Any single incident requiring the rifles warrants having them ready, Camhi said.
“I’d rather have that weapon and never use it than to need it one time and never have it,” he said.
Resident Bill O’Boyle offered concern with the new weapons. If the city is adding rifles, he wants added training for the officers who will use them.
“If you’re going to have weapons that do that much damage, you need to have a specialized trained force in Tega Cay trained to use that weapon,” O’Boyle said.
While some focused on needing a rifle one time, O’Boyle cautioned improper or untrained use one time could be equally devastating.
“One mistake and kids’ lives are at stake,” he said. “And that’s a very precious thing.”
Parker said anyone concerned about the rifles should look at the department’s track record. They have nine already, and haven’t had to use them – yet.
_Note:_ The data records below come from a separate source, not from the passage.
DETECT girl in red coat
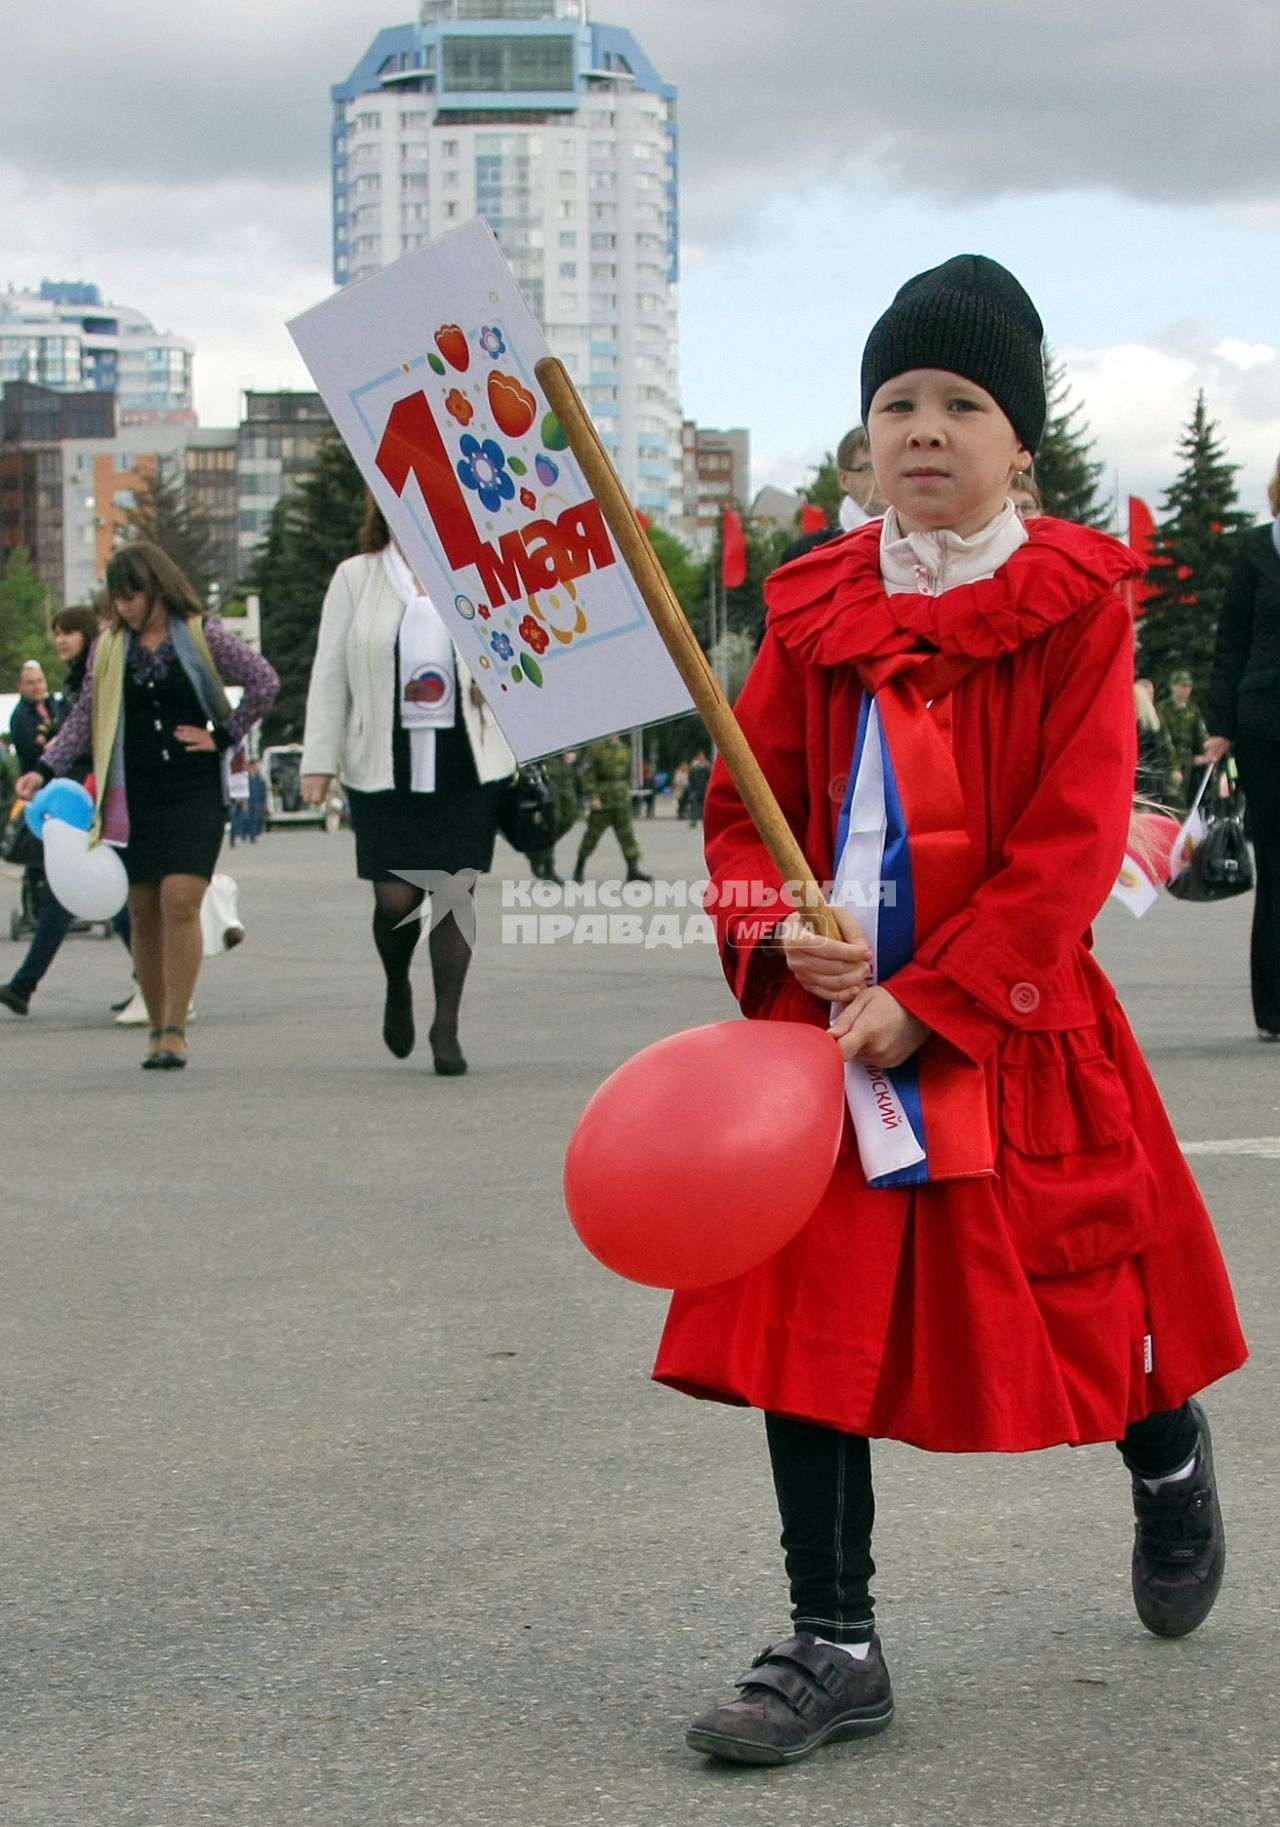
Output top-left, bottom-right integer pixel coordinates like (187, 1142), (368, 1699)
(654, 256), (1247, 1765)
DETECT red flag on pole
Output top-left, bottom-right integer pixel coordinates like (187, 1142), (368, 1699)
(800, 502), (828, 534)
(1127, 495), (1156, 616)
(722, 508), (748, 589)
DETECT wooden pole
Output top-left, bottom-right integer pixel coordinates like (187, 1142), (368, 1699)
(536, 355), (839, 937)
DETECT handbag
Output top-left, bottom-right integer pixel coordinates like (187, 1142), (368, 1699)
(0, 806), (44, 869)
(1166, 768), (1255, 903)
(200, 871), (246, 956)
(497, 763), (557, 857)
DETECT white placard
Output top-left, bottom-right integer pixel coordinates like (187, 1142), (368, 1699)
(287, 219), (693, 762)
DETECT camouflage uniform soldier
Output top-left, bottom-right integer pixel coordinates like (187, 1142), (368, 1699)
(574, 733), (650, 883)
(528, 750), (583, 884)
(1163, 671), (1210, 809)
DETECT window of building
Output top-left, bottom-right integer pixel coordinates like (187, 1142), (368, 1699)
(442, 34), (574, 94)
(559, 261), (577, 278)
(441, 139), (459, 156)
(558, 230), (577, 247)
(357, 111), (382, 131)
(444, 202), (459, 219)
(401, 110), (429, 127)
(559, 200), (576, 218)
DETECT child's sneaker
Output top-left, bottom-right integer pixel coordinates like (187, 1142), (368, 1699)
(1130, 1398), (1225, 1638)
(686, 1633), (893, 1765)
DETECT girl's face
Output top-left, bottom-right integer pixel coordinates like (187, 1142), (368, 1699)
(113, 588), (160, 633)
(52, 627), (86, 661)
(868, 369), (1031, 539)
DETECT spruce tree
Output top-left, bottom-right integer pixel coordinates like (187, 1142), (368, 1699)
(251, 432), (367, 741)
(125, 458), (216, 601)
(1138, 392), (1252, 691)
(0, 546), (60, 688)
(1035, 348), (1109, 526)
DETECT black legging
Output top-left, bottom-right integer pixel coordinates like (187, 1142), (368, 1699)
(371, 878), (473, 1054)
(764, 1402), (1201, 1642)
(1234, 735), (1280, 1034)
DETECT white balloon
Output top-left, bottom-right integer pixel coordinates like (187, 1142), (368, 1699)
(42, 819), (129, 921)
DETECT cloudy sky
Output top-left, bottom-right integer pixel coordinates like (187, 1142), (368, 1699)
(4, 0), (1278, 519)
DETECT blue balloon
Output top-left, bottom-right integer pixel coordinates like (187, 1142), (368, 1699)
(25, 778), (95, 838)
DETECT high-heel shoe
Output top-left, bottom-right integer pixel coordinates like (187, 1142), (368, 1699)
(151, 1026), (187, 1070)
(140, 1028), (165, 1069)
(428, 1025), (468, 1076)
(383, 976), (415, 1058)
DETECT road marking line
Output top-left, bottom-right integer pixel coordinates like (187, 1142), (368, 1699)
(1181, 1137), (1280, 1160)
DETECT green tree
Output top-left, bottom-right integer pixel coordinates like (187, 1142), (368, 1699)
(1138, 392), (1252, 691)
(125, 458), (216, 601)
(799, 453), (842, 526)
(251, 432), (367, 741)
(0, 546), (60, 690)
(1035, 348), (1109, 526)
(642, 523), (711, 768)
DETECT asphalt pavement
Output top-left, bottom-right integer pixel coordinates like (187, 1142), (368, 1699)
(2, 808), (1277, 1826)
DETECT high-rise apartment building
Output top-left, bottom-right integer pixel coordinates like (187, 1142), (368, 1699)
(678, 421), (751, 551)
(331, 1), (680, 521)
(0, 282), (194, 421)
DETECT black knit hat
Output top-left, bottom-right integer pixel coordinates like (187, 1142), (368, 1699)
(860, 254), (1046, 453)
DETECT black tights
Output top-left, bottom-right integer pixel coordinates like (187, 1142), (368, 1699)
(371, 879), (472, 1055)
(765, 1402), (1202, 1643)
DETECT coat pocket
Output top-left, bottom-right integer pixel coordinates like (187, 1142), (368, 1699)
(997, 1028), (1156, 1277)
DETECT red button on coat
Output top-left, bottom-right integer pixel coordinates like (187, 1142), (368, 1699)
(1009, 981), (1041, 1014)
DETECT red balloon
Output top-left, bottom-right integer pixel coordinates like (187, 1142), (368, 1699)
(564, 1021), (846, 1289)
“We’ve had these for 14 years and nobody knew it,” he said, “meaning we’re following the guidelines.”
The city department has two officers who traveled to Texas for national training, and all officers exceed gun training requirements. Parker also agreed to report any use of a rifle to council with details of the incident.
“It is a serious weapon, and we take this issue very seriously,” Parker said.
Still, he said, the rifles are a national standard for law enforcement. Every agency in York County, from the York County Sheriff’s Office to police at Winthrop University, has them. Citizens likely would never see the rifles, which would be used for active shooter or similar situations.
“This is not the first weapon that police are going to grab when something is going on,” said Councilman David O’Neal.
The city department trains the Fort Mill School District annually on active shooter scenarios. Training for city staff and elected leaders is planned in coming months. Parker said shotguns, which the rifles would replace, are more dangerous from distance because of their wider spread shot.
“We need to make sure we have the right weapon to use,” he said.
The average active shooter situation lasts less than 12 minutes, he said, while the average response time for a specialized force from the county is about 45 minutes. Equipping all Tega Cay officers with weapons they are trained to use in those situations, Parker said, would save lives.
“We want to make sure we can protect our citizens in the best way possible,” he said.
Mayor George Sheppard said in a violent situation, neither he nor other elected officials are in charge. Parker is. Though leaders never want to think such an incident could happen in Tega Cay, Sheppard wants the city to be prepared.
“He is asking for the tools from us in case, God forbid, it’s ever needed,” Sheppard said.
Hersey figures anyone looking to do harm in Tega Cay isn’t having the same concerns of too much firepower.
“Especially if the bad guys are going to have them,” she said, “we’ve got to fight fire with fire.”